The lender will address such issues during the country’s 9th Review, which will begin soon. “Reverse or compensate for the losses of recently implemented measures (agricultural subsidies, exporter subsidies, and power sector delays”) with new tax measures,” a national daily reported.
Last week, it was revealed that the country’s export-oriented sectors will likely receive electricity at an all-inclusive discounted rate of Rs. 19.99 per unit (estimated Rs. 110 billion), while an earlier Rs. 1.8 trillion concession was announced to assist farmers with free seeds, low-interest loans, and lower electricity and fertiliser prices.
The Ninth Review requires the government to resume necessary consolidation following significant slippages in FY22 in order to meet the primary surplus target of 0.3 percent of GDP in FY23. In this regard, all new FY23 spending plans, including those required to respond to the floods, must be clarified. To meet programme targets, there must also be agreement on offsetting spending cuts, whether through spending restructuring or new tax measures.
“There must be no new electricity subsidies and a commitment not to fiscalize power sector arrears without agreement with the Fund,” sources said.
The seventh and eighth reviews included contingency revenue actions that could be activated if revenue fell below a certain threshold for even one month. According to the sources, in order to strengthen the revenue base and increase tax-to-GDP revenue to at least 11 percent, the government must catch up on the delayed October petroleum development levy correction and stay on track with all committed resolutions to generate revenue equal to one percent of GDP.
To protect social spending, the IMF has asked the government to increase the number of BISP families to 9 million and make changes to the BISP Kafalat programme.

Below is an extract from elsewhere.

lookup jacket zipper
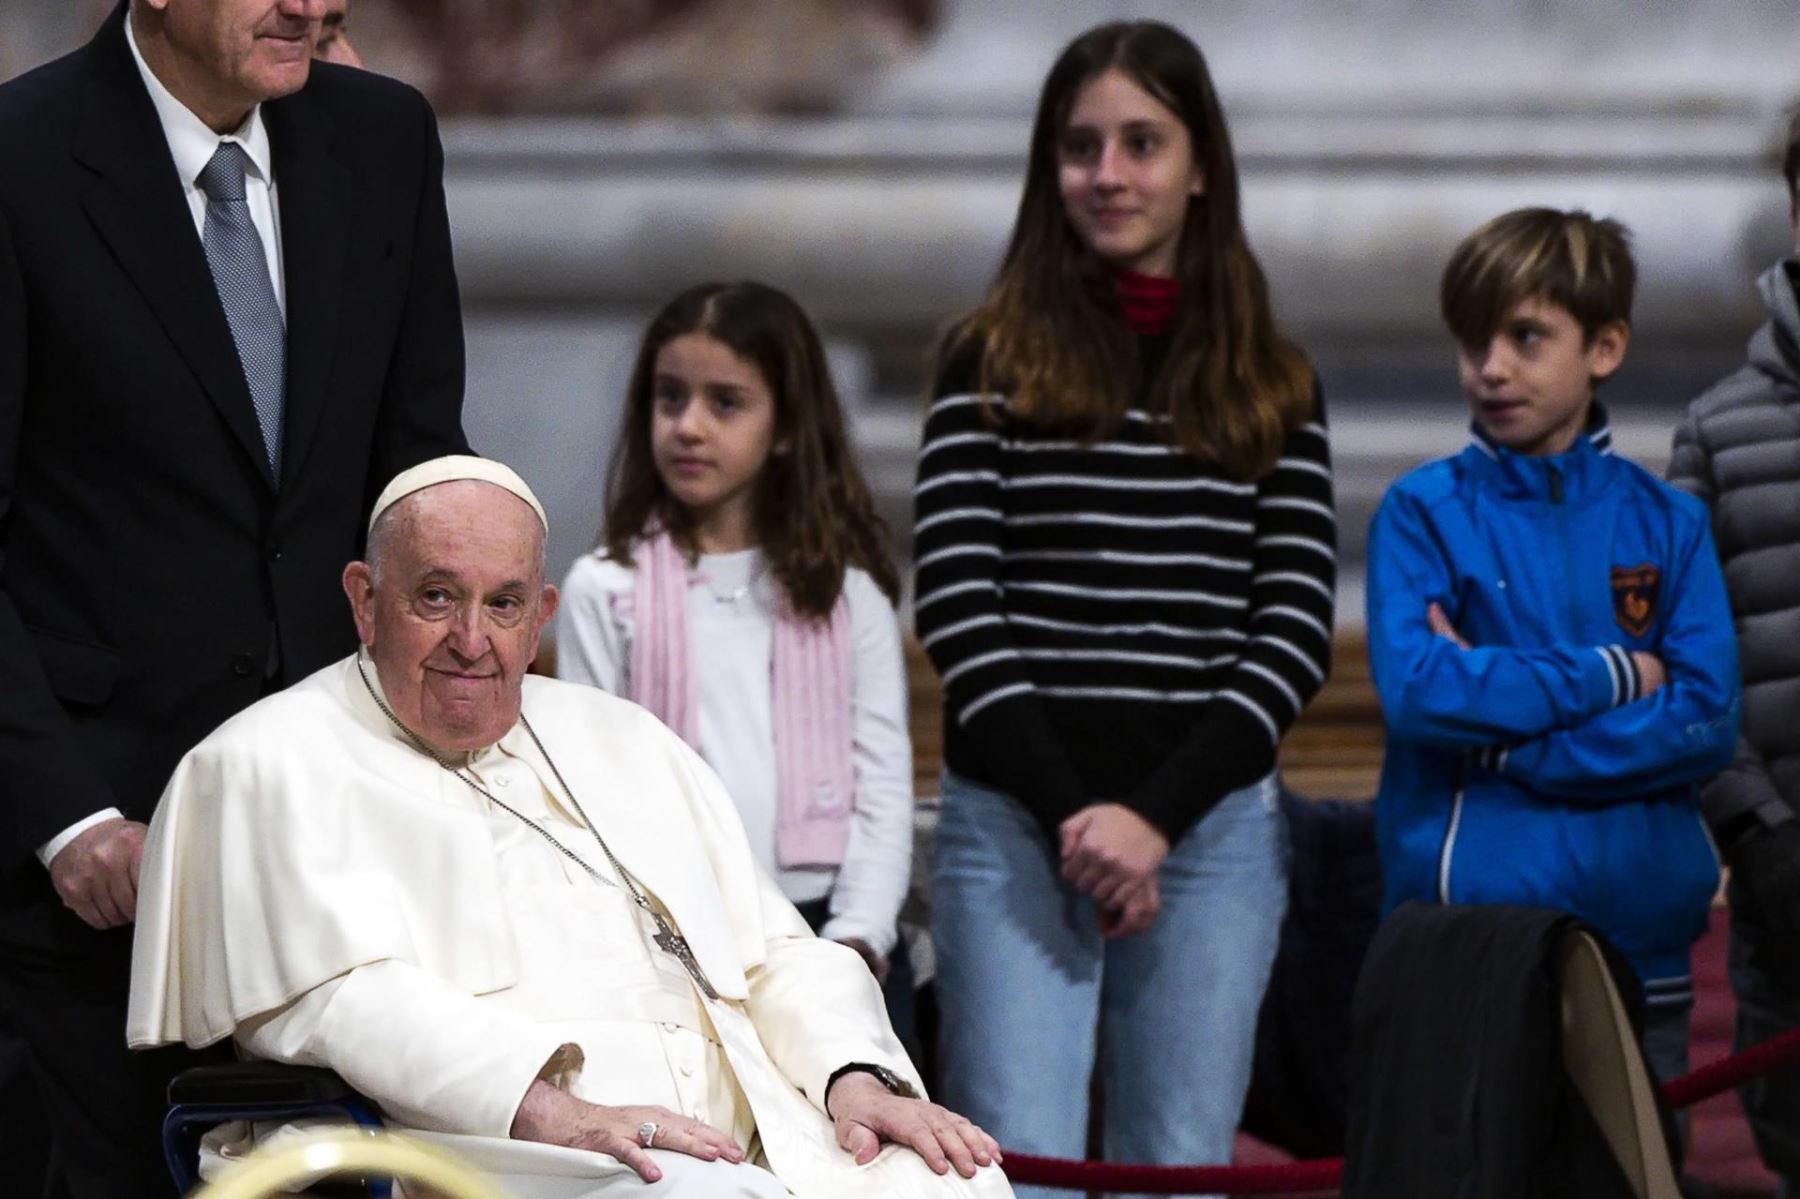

The lender has also urged the government to strengthen the energy sector by implementing tariff increases on time (quarterly adjustments and FCAs).
The Fund has also asked the government to seek Cabinet approval for the FY23 Circular Debt Management Plan (CDMP), which is intended to provide a sustainable reduction in circular debt accumulation as agreed with the World Bank (WB), Asian Development Bank (ADB), and IMF.
According to the IMF, real policy rates are significantly negative, and further tightening is required in Pakistan to reduce inflation. The lender also demands that the exchange rate be allowed to fluctuate freely, that forex intervention be limited to agreed-upon limits, and that gross reserve targets be met as planned. This includes the facilitation of approximately $4 billion in committed bilateral creditor support.
It is also expected that the central bank will be required to share AML/CFT inspections of banks in relation to an IMF-agreed structural benchmark for the construction sector.